A new road campaign says that practicing mindfulness will help reduce needless road rage.
The National Road Safety Partnership Program (NRSPP) along with Monash University Accident Research Centre (MUARC) and Budget Direct have launched a campaign to set driver’s minds at ease and reduce road rage incidents when they get back on the road following lockdown.
Citing surveys and research, the group believes that simple mindfulness will be the answer to reducing many road rage incidents that can be avoided, particularly given the potential for frustrated drivers as traffic congestion builds once again.

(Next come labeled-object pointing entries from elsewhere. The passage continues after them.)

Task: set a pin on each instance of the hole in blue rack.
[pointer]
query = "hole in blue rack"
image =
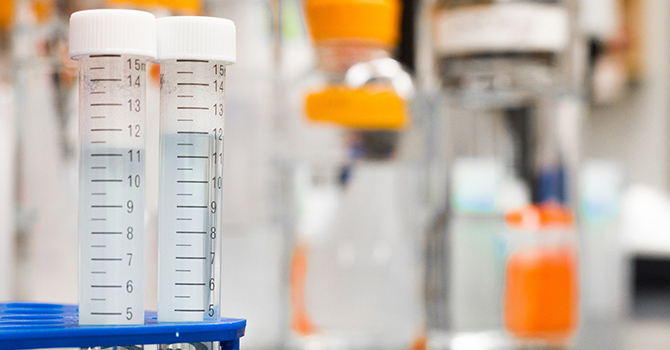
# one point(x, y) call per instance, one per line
point(31, 317)
point(31, 323)
point(33, 306)
point(33, 311)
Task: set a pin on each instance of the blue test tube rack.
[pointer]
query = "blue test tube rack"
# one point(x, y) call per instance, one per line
point(43, 326)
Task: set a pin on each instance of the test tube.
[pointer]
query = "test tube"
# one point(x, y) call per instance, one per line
point(112, 47)
point(193, 53)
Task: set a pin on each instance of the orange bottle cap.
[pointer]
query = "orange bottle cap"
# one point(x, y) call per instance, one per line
point(192, 7)
point(540, 216)
point(374, 20)
point(365, 108)
point(6, 14)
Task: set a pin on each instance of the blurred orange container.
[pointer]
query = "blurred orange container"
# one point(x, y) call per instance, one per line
point(541, 274)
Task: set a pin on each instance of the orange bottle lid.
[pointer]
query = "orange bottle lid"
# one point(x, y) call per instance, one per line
point(192, 7)
point(364, 108)
point(374, 20)
point(547, 215)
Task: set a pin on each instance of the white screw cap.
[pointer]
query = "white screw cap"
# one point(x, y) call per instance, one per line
point(195, 37)
point(118, 32)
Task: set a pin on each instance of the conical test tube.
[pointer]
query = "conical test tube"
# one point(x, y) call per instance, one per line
point(112, 47)
point(194, 53)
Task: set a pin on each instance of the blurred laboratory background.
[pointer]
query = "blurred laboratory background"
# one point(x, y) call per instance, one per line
point(415, 174)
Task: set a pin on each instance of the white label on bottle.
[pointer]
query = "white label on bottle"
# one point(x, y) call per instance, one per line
point(519, 27)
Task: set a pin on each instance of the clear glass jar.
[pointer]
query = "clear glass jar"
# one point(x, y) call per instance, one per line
point(352, 169)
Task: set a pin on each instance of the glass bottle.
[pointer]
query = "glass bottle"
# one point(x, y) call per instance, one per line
point(351, 154)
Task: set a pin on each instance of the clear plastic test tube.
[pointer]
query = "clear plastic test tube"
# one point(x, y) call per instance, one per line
point(193, 53)
point(112, 47)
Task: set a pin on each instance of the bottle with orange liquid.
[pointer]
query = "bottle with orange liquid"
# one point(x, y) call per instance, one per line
point(510, 105)
point(541, 284)
point(352, 174)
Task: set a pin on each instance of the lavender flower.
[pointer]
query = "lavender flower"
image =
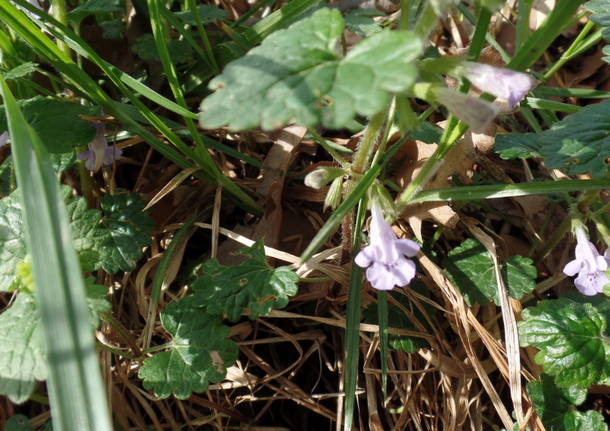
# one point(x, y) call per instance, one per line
point(589, 265)
point(475, 112)
point(99, 152)
point(385, 255)
point(503, 83)
point(4, 137)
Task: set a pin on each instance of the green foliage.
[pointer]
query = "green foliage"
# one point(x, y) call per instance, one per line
point(578, 144)
point(18, 423)
point(22, 351)
point(600, 14)
point(361, 22)
point(92, 7)
point(571, 340)
point(25, 69)
point(207, 14)
point(471, 269)
point(199, 352)
point(56, 122)
point(12, 242)
point(127, 230)
point(179, 50)
point(296, 74)
point(251, 285)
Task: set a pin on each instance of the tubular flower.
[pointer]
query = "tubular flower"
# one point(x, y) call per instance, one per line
point(477, 113)
point(385, 255)
point(503, 83)
point(589, 265)
point(99, 152)
point(4, 137)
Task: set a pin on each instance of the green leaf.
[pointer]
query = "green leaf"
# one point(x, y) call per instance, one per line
point(179, 50)
point(92, 7)
point(471, 269)
point(86, 232)
point(24, 69)
point(207, 14)
point(296, 74)
point(128, 230)
point(553, 403)
point(57, 122)
point(571, 340)
point(587, 421)
point(361, 22)
point(600, 14)
point(96, 300)
point(22, 351)
point(579, 144)
point(200, 352)
point(19, 423)
point(12, 242)
point(251, 285)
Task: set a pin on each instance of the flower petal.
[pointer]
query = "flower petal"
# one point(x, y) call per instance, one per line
point(366, 256)
point(572, 267)
point(380, 277)
point(501, 82)
point(406, 247)
point(403, 271)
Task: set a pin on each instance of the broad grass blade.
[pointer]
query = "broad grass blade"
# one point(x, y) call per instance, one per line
point(76, 391)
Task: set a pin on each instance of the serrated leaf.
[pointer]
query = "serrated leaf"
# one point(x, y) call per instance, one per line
point(600, 14)
point(128, 229)
point(24, 69)
point(578, 144)
point(200, 352)
point(56, 122)
point(86, 233)
point(92, 7)
point(552, 403)
point(362, 22)
point(251, 285)
point(18, 423)
point(471, 269)
point(22, 352)
point(587, 421)
point(12, 242)
point(296, 74)
point(207, 14)
point(570, 337)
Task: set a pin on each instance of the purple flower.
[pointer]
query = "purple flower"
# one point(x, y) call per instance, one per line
point(99, 152)
point(589, 265)
point(4, 137)
point(503, 83)
point(385, 255)
point(475, 112)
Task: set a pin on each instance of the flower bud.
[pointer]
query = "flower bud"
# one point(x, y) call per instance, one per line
point(501, 82)
point(319, 177)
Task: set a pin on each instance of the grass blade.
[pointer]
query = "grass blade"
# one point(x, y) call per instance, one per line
point(77, 394)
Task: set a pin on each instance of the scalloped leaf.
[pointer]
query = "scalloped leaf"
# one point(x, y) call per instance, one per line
point(297, 75)
point(57, 122)
point(127, 230)
point(252, 285)
point(22, 350)
point(199, 354)
point(471, 269)
point(579, 144)
point(570, 337)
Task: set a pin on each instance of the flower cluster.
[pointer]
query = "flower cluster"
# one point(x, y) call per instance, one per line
point(589, 264)
point(99, 151)
point(385, 255)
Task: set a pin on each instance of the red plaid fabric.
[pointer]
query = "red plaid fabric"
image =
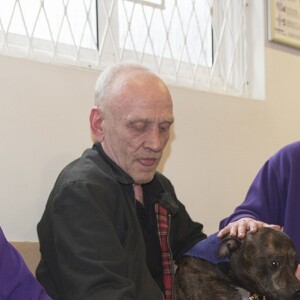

“Mindfulness will become particularly important when more drivers emerge out of COVID-19 lockdown,” said MUARC aggressive driving expert, Dr Amanda Stephens.
“There is likely to be a shift in community mood as drivers return to the roads and are reacquainted with travel delays and increased road congestion.”
Budget Direct says that it found in its independent surveys 80 per cent of respondents did not believe they exhibited road rage, though 65 per cent had been shouted at or received rude gestures, and 22 per cent ‘have shown aggression towards a cyclist’ in the last 12 months.
“How you feel is how you drive, so a negative mood will translate into poor driving practice,” said Stephens.
“Most drivers see others as the problem, so it’s really important to focus on our own mental wellbeing during our travel time and commit ourselves to a positive driving experience.”
On top of the list of things that are likely to push people over the edge when driving a car are potentially dangerous behaviour from other road users, rudeness or discourtesy from other road users, travel delays, and direct aggression from other road users.
The answer, according to the group think tank, is a new ‘Travel Time. Your Time’ campaign. It promotes mindfulness as a mechanism to escape the noise and frustration sometimes present when driving, and elect to disengage from confrontation rather than join in, or even instigate it.
“Mindfulness encourages drivers to be aware of their actions and emotions in the present moment and to be open and non-judgmental towards situations. This means accepting the situation and choosing not to react with negative emotions, while shifting to positive thinking,” say the media statement.